Representing Anonymous Functions (lambdas)

Hi,

I am experimenting with MLIR to see if I can use it for an experimental compiler for a high level language. So for starters, I have been extending the toy compiler with different features. One that’s leaving me stumped is how to represent anonymous function.

On the one hand anonymous functions are generally first-class values in many languages, and therefore feel like they should be defined through a MLIR Op. On the other hand, the number of arguments and return values are only really known at runtime, and therefore one can’t at compile time write the ins and outs of the Op for it.

The only solution I see is to define a type like a list and use that for the LambdaOp, receiving a list of values as an argument and returning a list of values.
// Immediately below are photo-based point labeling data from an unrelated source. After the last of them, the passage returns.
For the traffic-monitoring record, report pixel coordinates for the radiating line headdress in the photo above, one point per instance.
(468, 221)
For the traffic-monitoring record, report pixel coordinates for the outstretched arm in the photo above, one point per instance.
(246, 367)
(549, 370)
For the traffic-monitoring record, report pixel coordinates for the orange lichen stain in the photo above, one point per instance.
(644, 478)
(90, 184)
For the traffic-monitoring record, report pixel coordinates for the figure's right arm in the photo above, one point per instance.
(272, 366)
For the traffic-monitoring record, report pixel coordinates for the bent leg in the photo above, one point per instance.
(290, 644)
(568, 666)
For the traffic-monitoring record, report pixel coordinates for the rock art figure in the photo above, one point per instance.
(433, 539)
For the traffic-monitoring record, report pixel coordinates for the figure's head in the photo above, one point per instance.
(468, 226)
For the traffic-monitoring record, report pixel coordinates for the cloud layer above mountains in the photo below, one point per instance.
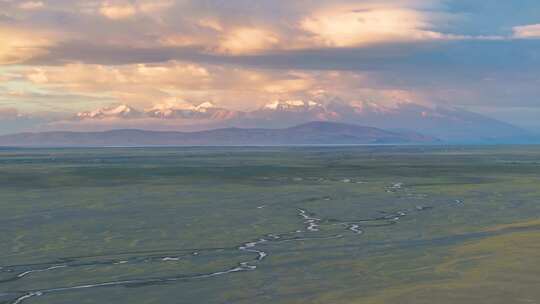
(60, 57)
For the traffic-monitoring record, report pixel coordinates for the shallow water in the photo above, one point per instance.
(253, 225)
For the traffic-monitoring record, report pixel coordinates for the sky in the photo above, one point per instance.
(60, 57)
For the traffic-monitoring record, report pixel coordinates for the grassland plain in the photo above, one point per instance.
(270, 225)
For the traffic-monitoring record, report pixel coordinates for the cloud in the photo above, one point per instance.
(347, 27)
(118, 10)
(527, 31)
(31, 5)
(19, 45)
(248, 41)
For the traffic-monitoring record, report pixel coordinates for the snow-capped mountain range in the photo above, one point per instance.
(446, 123)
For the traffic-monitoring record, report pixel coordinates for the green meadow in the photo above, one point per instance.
(355, 225)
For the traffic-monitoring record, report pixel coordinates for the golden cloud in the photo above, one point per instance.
(527, 31)
(347, 27)
(248, 40)
(18, 45)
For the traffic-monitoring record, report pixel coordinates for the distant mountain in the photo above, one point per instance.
(452, 125)
(310, 133)
(446, 123)
(120, 111)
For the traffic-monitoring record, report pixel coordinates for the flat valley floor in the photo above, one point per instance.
(353, 225)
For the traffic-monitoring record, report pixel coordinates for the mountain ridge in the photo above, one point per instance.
(312, 133)
(450, 124)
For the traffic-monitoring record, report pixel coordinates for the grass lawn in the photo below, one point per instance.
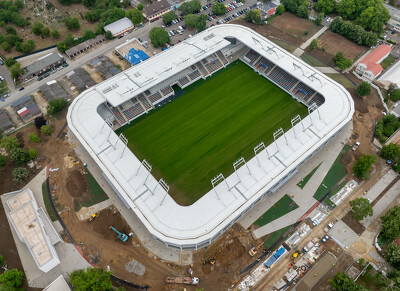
(280, 208)
(50, 211)
(334, 175)
(95, 193)
(303, 182)
(273, 237)
(312, 61)
(203, 131)
(387, 62)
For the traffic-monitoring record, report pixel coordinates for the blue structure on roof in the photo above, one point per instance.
(135, 57)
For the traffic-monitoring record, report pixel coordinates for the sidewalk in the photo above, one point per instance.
(149, 242)
(303, 197)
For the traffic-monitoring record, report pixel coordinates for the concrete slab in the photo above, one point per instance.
(343, 234)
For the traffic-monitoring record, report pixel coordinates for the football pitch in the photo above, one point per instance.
(202, 132)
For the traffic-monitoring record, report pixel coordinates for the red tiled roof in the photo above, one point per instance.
(371, 60)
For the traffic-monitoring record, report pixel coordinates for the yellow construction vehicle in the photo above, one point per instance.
(93, 217)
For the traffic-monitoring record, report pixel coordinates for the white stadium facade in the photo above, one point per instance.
(134, 92)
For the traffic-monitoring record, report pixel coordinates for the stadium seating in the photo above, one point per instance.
(282, 78)
(155, 97)
(222, 57)
(166, 90)
(144, 101)
(252, 56)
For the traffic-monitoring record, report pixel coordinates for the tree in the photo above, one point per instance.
(32, 153)
(363, 165)
(342, 282)
(361, 208)
(325, 6)
(9, 143)
(318, 19)
(390, 224)
(364, 89)
(12, 278)
(16, 70)
(56, 105)
(33, 137)
(39, 122)
(19, 175)
(46, 130)
(279, 10)
(302, 11)
(54, 33)
(61, 46)
(72, 23)
(135, 15)
(219, 8)
(90, 279)
(346, 8)
(314, 44)
(19, 156)
(168, 17)
(341, 61)
(27, 46)
(158, 36)
(37, 28)
(3, 160)
(392, 255)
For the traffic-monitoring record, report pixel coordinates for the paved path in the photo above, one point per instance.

Is this the direction usually taken to represent these things in MLIR?

Is there any live code somewhere representing common high level language constructs I can take some inspiration from?

Thanks,

Paulo

Ops are not the only first-class things in MLIR. Lambdas-as-ops make little sense to me because that at
least partially defies their purpose – being used as values. I would rather model anonymous functions as values of function type, which is more consistent with the functional paradigm IMO. This also naturally supports higher-order functions.

As a matter of fact, MLIR already supports values of built-in function type. AFAIK, the only way to produce them in-tree is to have a constant referring to a global function. So the actual missing piece is the op that defines an anonymous function. Something like

%0 = func.lambda {
  // body here
} (!arg.type, !arg.type2) -> !result.type

that defines a value of type (!arg.type, !arg.type2) -> !result.type feels like it would just work. It can already be called using std.call_indirect %0, %arg0, %arg1. Some fancier syntax that names the entry block arguments is probably desired, but otherwise it’s just an op with a region, no operands, and a single result.
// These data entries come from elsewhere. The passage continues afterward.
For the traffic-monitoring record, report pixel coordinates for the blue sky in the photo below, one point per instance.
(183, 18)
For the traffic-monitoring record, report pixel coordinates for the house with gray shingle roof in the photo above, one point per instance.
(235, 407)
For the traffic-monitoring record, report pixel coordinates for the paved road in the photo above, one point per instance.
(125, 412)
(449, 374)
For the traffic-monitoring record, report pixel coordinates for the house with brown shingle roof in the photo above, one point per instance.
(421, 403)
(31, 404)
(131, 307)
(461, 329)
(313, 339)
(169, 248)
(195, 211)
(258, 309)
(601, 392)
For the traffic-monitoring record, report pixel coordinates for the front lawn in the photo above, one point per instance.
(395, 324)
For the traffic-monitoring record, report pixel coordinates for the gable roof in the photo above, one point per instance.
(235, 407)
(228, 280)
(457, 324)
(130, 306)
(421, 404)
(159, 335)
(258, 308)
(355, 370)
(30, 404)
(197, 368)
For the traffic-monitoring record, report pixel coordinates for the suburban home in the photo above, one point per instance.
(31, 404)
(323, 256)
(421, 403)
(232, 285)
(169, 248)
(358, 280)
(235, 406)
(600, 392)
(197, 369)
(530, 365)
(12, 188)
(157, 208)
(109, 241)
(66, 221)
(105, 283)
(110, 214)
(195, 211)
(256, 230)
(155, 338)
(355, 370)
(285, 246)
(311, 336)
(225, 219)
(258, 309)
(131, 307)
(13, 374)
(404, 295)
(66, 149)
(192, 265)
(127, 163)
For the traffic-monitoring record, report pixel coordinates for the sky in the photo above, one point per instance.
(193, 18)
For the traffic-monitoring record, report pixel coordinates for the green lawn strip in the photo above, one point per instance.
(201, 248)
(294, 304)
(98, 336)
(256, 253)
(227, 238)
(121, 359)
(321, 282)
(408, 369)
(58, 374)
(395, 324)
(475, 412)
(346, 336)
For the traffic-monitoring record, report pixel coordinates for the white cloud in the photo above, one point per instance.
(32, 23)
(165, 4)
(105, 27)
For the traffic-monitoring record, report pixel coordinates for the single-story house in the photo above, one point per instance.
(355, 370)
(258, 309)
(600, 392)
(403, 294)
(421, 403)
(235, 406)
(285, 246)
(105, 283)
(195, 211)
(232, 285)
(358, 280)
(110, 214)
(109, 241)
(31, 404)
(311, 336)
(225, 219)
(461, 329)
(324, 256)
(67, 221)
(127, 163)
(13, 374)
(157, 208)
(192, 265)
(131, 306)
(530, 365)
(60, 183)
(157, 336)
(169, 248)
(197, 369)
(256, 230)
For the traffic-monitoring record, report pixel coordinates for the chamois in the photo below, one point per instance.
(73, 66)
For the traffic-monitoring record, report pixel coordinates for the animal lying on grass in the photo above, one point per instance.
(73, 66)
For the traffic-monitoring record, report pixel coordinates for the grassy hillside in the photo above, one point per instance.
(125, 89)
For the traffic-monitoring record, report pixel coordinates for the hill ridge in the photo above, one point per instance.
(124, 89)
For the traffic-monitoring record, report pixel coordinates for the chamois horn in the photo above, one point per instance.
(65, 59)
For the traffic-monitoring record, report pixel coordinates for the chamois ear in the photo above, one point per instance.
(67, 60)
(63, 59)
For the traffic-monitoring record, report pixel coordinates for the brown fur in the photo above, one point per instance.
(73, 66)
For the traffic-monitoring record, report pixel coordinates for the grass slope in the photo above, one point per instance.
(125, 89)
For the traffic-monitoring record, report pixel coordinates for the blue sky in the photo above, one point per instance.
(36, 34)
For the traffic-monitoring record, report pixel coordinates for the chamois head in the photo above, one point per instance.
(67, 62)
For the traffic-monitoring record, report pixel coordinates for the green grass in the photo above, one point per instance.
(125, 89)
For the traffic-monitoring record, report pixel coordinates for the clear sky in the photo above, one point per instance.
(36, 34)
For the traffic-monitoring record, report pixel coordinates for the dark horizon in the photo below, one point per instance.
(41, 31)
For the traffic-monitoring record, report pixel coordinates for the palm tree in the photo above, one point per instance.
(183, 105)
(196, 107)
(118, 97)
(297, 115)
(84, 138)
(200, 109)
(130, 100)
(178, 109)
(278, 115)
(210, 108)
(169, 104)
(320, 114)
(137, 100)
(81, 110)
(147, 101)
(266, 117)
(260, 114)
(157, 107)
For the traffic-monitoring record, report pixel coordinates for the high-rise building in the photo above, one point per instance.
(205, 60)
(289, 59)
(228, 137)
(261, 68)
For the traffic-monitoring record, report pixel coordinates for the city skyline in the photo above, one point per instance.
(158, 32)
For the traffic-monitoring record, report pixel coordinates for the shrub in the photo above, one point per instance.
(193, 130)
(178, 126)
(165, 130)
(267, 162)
The harder question is modeling value captures (I would tend to make them explicit, but no strong opinion), but that seems outside of the scope of the original question.

2 Likes

Hi @ftynse ,

Thank you for the reply. I am still learning MLIR, so early days for me and many of the things you say sound about right although many of the concepts you mention like “MLIR supporting values of built-in function type” and how to use “regions” still elude me.
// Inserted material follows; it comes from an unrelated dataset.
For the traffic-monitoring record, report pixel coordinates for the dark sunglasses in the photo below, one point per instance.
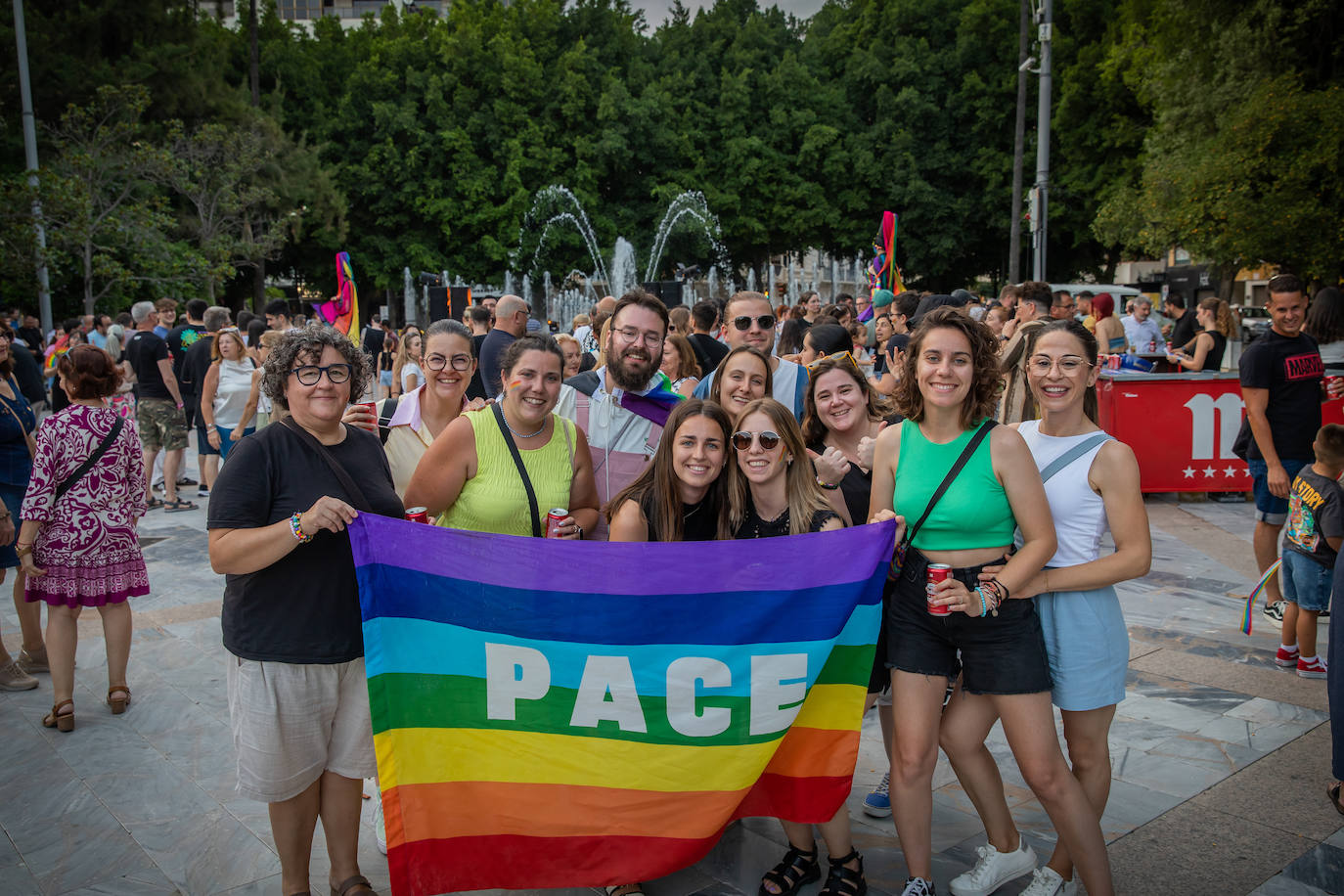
(742, 441)
(743, 323)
For value capture, I guess my idea was to be able to create closures so that lambdas capture the values in the context in which it is defined, a la scheme. However, this feels like something I shouldn’t worry too much about while learning MLIR and it one step at a time.

Have you seen an implementation of this kind of anonymous functions in the wild anywhere?

Thanks,

Paulo

Here’s a simple example with valid IR (even lowers to LLVM):

module  {
  func @foo() {
    return
  }
  func @bar() {
    %f = std.constant @foo : () -> ()
    return
  }
  func @baz(%arg0: () -> ()) {
    std.call_indirect %arg0() : () -> ()
    return
  }
}

In this example %f is a value, similarly to how an integer “42” would be, but its type is “function with no arguments and no results”. The function type belongs to the built-in dialect. Other dialects may define their own function-like types.

Regions are essentially generalization of function/module/loop/conditional bodies. Any operation may have them. See MLIR Language Reference - MLIR.

Scheme has a garbage collector and the overall object model that makes it easy to manage the lifetime of the objects captured by closures. MLIR has neither (and is not supposed to, at least not as built-in concepts) so whoever implements a “functional dialect” will need to design those, and it is a non-trivial problem.

RISE (rise-lang.org) is a functional language that experimented with an MLIR dialect representation - https://github.com/rise-lang/mlir-doc.